Anyhow, the broader appeal of such "elitist"/narrow-base "parties" is essentially self-limiting. Another article reflects that joining some these parties is difficult because of the high educational requirements:

it is not easy to join these groups. Many parties require their members to have certain academic qualifications and titles. For example, some require that prospective members have a master's degree, intermediate professional titles (equivalent to associate professor), or outstanding contributions and awards in their respective fields.

Probably an organization with some real party credentials is the 3rd one among non-CCP organizations (4th by number of NCP seats if the CCP is counted), namely the CDL. Interestingly they even had a newspaper during the 1940s and '50s (the Guangming Ribao), but lost control over it during the Cultural Revolution, and the newspaper was later [1980s] permanently placed under the formal control of the CCP.

But nowadays, other than the year of founding, little seems to distinguish the CDL from the other two organizations I mention above (CAPD and Jiusan Society) at least going by the quasi-official description by the Chinese news agency.

Founded in 1941, the CDL, with a membership of 348,000, mainly consists of intellectuals working in the fields of culture, education, science, and technology.

So, one might easily describe the first three of these non-CCP NCP parties as "intellectual/academic club times 3". (Maybe there's something interesting here to say about the party-wise fragmentation of such elites in China, but I've not seen any commentary in that direction.)

On par with CDL as number of seats is the CNDCA (China National Democratic Construction Association), which seems to be more like an interest group for entrepreneurs in real estate & construction. I'd also describe this as self-limiting in its appeal.

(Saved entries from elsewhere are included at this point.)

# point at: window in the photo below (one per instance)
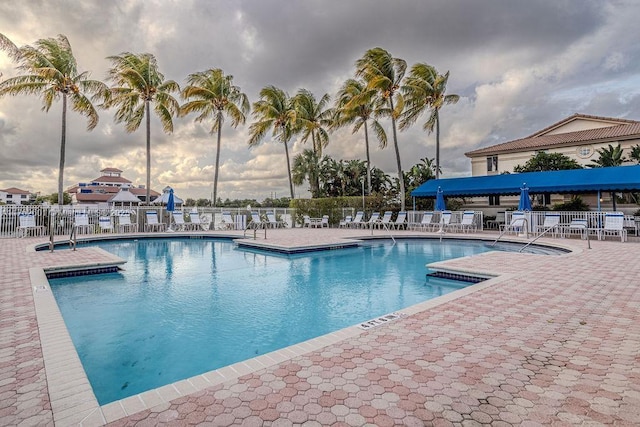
(492, 164)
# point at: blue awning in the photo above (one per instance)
(619, 178)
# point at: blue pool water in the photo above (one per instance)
(183, 307)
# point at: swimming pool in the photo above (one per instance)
(183, 307)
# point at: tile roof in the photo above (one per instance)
(629, 130)
(14, 190)
(106, 178)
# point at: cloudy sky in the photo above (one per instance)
(518, 66)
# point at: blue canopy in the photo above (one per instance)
(618, 178)
(525, 200)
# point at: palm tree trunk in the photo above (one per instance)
(148, 113)
(63, 143)
(366, 144)
(398, 161)
(215, 177)
(286, 152)
(437, 145)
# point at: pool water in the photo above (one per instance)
(183, 307)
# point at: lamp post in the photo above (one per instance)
(362, 181)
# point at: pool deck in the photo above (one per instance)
(551, 340)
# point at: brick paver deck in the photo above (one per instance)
(554, 340)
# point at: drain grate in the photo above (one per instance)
(380, 320)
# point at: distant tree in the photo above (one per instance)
(384, 73)
(424, 90)
(306, 166)
(139, 85)
(355, 105)
(274, 111)
(51, 72)
(213, 95)
(543, 161)
(635, 153)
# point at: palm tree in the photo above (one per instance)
(384, 73)
(274, 111)
(306, 165)
(610, 156)
(51, 72)
(137, 85)
(313, 119)
(424, 89)
(355, 105)
(635, 153)
(214, 95)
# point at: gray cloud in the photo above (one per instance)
(518, 65)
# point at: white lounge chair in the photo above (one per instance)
(256, 221)
(517, 225)
(401, 221)
(152, 222)
(227, 222)
(104, 224)
(273, 221)
(466, 223)
(385, 221)
(357, 220)
(373, 219)
(550, 225)
(198, 221)
(27, 223)
(346, 222)
(578, 226)
(81, 223)
(125, 224)
(613, 225)
(181, 224)
(425, 223)
(324, 222)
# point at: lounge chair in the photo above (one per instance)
(466, 223)
(256, 221)
(577, 226)
(27, 223)
(613, 225)
(443, 222)
(425, 223)
(401, 221)
(152, 222)
(385, 221)
(273, 221)
(551, 224)
(81, 223)
(357, 220)
(346, 222)
(104, 224)
(181, 224)
(227, 222)
(518, 223)
(324, 222)
(198, 221)
(125, 224)
(373, 220)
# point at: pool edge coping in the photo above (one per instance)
(61, 359)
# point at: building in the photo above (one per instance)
(578, 137)
(103, 188)
(15, 196)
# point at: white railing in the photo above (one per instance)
(60, 221)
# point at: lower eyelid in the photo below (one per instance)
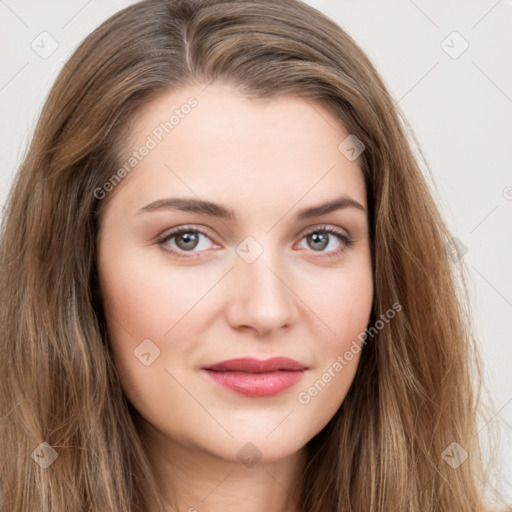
(345, 240)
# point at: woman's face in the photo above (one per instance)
(254, 273)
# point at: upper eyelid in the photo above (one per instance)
(205, 231)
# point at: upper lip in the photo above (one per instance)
(251, 365)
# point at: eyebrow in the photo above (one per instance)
(217, 210)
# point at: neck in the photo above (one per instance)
(193, 480)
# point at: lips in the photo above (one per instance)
(257, 378)
(250, 365)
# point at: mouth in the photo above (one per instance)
(255, 377)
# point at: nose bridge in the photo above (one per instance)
(261, 297)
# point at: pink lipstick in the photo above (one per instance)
(256, 377)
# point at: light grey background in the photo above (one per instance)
(459, 104)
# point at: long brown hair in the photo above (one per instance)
(414, 393)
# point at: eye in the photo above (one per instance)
(187, 239)
(320, 238)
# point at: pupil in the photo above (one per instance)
(315, 237)
(190, 240)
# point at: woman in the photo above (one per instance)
(176, 337)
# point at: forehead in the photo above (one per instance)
(214, 142)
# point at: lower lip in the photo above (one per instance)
(257, 384)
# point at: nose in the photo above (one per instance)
(261, 298)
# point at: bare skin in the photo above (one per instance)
(303, 298)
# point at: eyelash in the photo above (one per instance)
(346, 240)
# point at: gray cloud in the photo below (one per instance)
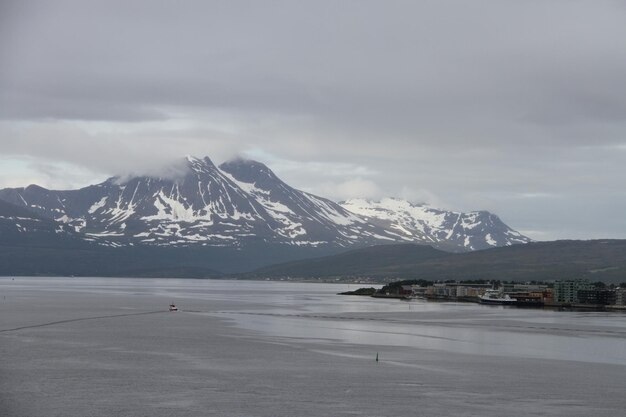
(469, 104)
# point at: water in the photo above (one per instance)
(108, 347)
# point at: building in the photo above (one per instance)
(601, 296)
(566, 292)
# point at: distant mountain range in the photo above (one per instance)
(234, 217)
(596, 260)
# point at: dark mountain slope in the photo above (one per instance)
(597, 260)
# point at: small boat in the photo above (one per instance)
(496, 297)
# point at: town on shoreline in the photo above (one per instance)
(563, 294)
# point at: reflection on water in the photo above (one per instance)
(313, 312)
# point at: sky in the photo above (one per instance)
(516, 107)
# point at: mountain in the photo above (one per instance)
(596, 260)
(20, 226)
(242, 203)
(231, 218)
(448, 230)
(362, 262)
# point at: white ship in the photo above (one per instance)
(496, 297)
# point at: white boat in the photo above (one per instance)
(496, 297)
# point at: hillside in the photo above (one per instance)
(597, 260)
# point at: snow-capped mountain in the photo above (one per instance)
(439, 228)
(243, 203)
(238, 203)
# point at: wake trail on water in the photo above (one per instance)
(53, 323)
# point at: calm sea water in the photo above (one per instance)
(108, 347)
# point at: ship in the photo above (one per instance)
(497, 297)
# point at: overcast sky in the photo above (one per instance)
(517, 107)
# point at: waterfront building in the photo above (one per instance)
(566, 292)
(601, 296)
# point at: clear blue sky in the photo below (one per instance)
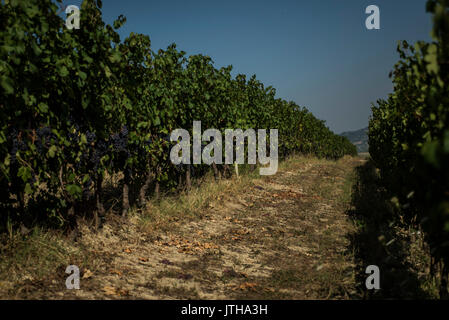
(316, 53)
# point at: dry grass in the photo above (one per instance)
(248, 237)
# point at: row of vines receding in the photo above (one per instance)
(80, 105)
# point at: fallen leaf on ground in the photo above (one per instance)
(87, 274)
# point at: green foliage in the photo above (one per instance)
(409, 134)
(76, 104)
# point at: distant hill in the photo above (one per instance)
(359, 138)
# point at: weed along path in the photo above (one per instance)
(274, 237)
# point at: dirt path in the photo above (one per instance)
(283, 237)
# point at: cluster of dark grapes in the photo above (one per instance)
(86, 189)
(43, 139)
(13, 136)
(119, 140)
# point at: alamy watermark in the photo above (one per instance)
(213, 152)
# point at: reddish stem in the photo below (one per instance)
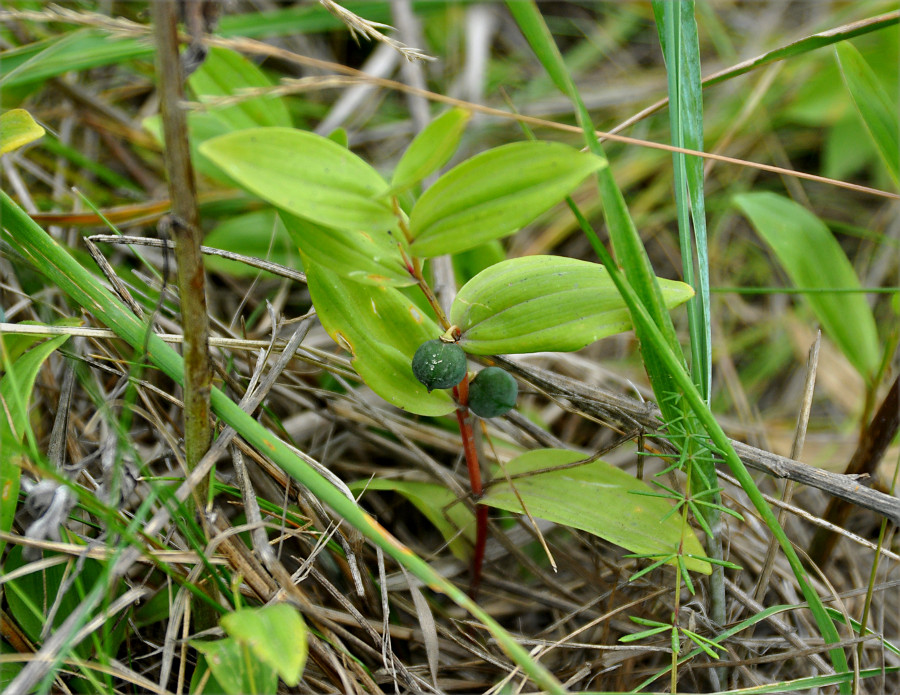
(471, 453)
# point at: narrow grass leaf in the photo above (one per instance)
(494, 194)
(539, 303)
(629, 249)
(15, 393)
(595, 497)
(812, 258)
(662, 354)
(875, 107)
(678, 36)
(305, 174)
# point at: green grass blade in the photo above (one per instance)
(677, 29)
(662, 354)
(807, 45)
(874, 105)
(626, 242)
(24, 235)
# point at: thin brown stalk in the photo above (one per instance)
(185, 228)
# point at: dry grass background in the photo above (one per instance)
(573, 618)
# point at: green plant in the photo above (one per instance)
(492, 392)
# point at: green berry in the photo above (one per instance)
(439, 365)
(492, 392)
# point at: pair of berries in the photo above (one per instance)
(442, 365)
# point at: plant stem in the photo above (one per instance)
(467, 432)
(186, 233)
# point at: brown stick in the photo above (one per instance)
(185, 228)
(629, 414)
(872, 444)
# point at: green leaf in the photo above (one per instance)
(305, 174)
(276, 634)
(596, 497)
(48, 257)
(438, 504)
(371, 258)
(259, 234)
(813, 259)
(17, 128)
(15, 391)
(382, 329)
(225, 73)
(874, 105)
(430, 150)
(235, 670)
(544, 303)
(494, 194)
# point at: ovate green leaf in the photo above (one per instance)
(259, 234)
(235, 669)
(539, 303)
(275, 634)
(496, 193)
(382, 329)
(225, 73)
(877, 110)
(430, 150)
(305, 174)
(372, 258)
(596, 497)
(813, 260)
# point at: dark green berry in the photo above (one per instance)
(492, 392)
(439, 365)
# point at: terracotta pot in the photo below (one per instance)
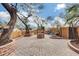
(40, 33)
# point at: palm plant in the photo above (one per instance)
(72, 14)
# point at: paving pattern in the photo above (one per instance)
(31, 46)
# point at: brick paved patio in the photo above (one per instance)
(31, 46)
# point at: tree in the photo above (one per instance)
(72, 14)
(5, 36)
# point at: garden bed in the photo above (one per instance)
(7, 49)
(74, 46)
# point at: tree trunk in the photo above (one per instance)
(5, 36)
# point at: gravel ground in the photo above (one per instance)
(31, 46)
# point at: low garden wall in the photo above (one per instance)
(64, 32)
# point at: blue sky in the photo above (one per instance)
(50, 9)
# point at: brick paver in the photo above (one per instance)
(31, 46)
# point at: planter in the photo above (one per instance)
(27, 33)
(73, 47)
(40, 33)
(7, 49)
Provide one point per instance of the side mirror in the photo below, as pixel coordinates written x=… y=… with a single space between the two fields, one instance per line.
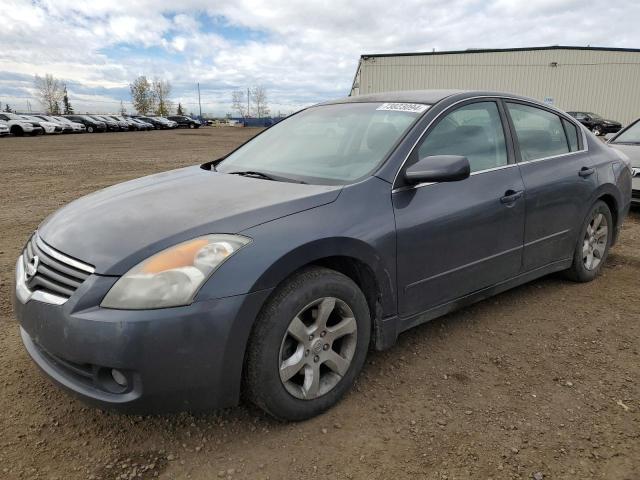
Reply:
x=438 y=168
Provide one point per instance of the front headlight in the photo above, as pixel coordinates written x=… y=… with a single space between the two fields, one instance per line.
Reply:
x=172 y=277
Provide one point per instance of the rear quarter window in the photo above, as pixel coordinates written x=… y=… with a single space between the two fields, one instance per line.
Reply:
x=540 y=133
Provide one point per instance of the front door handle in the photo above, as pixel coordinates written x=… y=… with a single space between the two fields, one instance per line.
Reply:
x=586 y=171
x=511 y=196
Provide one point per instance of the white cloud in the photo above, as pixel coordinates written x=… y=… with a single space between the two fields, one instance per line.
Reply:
x=302 y=51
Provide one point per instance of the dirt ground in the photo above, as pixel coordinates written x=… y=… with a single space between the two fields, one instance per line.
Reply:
x=540 y=382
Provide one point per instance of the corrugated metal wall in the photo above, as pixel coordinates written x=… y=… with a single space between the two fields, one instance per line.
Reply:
x=600 y=81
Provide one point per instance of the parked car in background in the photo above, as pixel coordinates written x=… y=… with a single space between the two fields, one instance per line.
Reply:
x=265 y=272
x=76 y=126
x=124 y=125
x=184 y=121
x=595 y=123
x=628 y=142
x=112 y=125
x=124 y=121
x=18 y=126
x=91 y=124
x=49 y=128
x=66 y=128
x=143 y=125
x=157 y=123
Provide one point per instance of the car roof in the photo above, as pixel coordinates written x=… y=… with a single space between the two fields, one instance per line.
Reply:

And one might think that the Chinese Peasants' and Workers' Democratic Party would have a broad[er] appeal and membership given their name that they trace their history back to the 1920s. But nowadays they seem to function as a medical association. And if Wikipedia's description is possibly in doubt, the official news about them also stresses that

CPWDP has played a full role in in-depth research, particularly in the medical services, population and ecological environment fields.

The two or three remaining parties (that aren't narrowly self-selecting based on education or work-field like the above) are all focused on Taiwan or the Kuomintang legacy. The Revolutionary Kuomintang is some kind of left splinter group of the KMT. (By the way, unlike in larger NPC, they are afforded most [non-CCP] seats in the CPPCC--a consultative body, but on par with CDL.) The Zhi Gong party is also historically related to ex-KMT warlords [and thereafter was based in Hong Kong]. The Taiwan Democratic Self-Government League is supposedly representing [some] Taiwanese [descendants].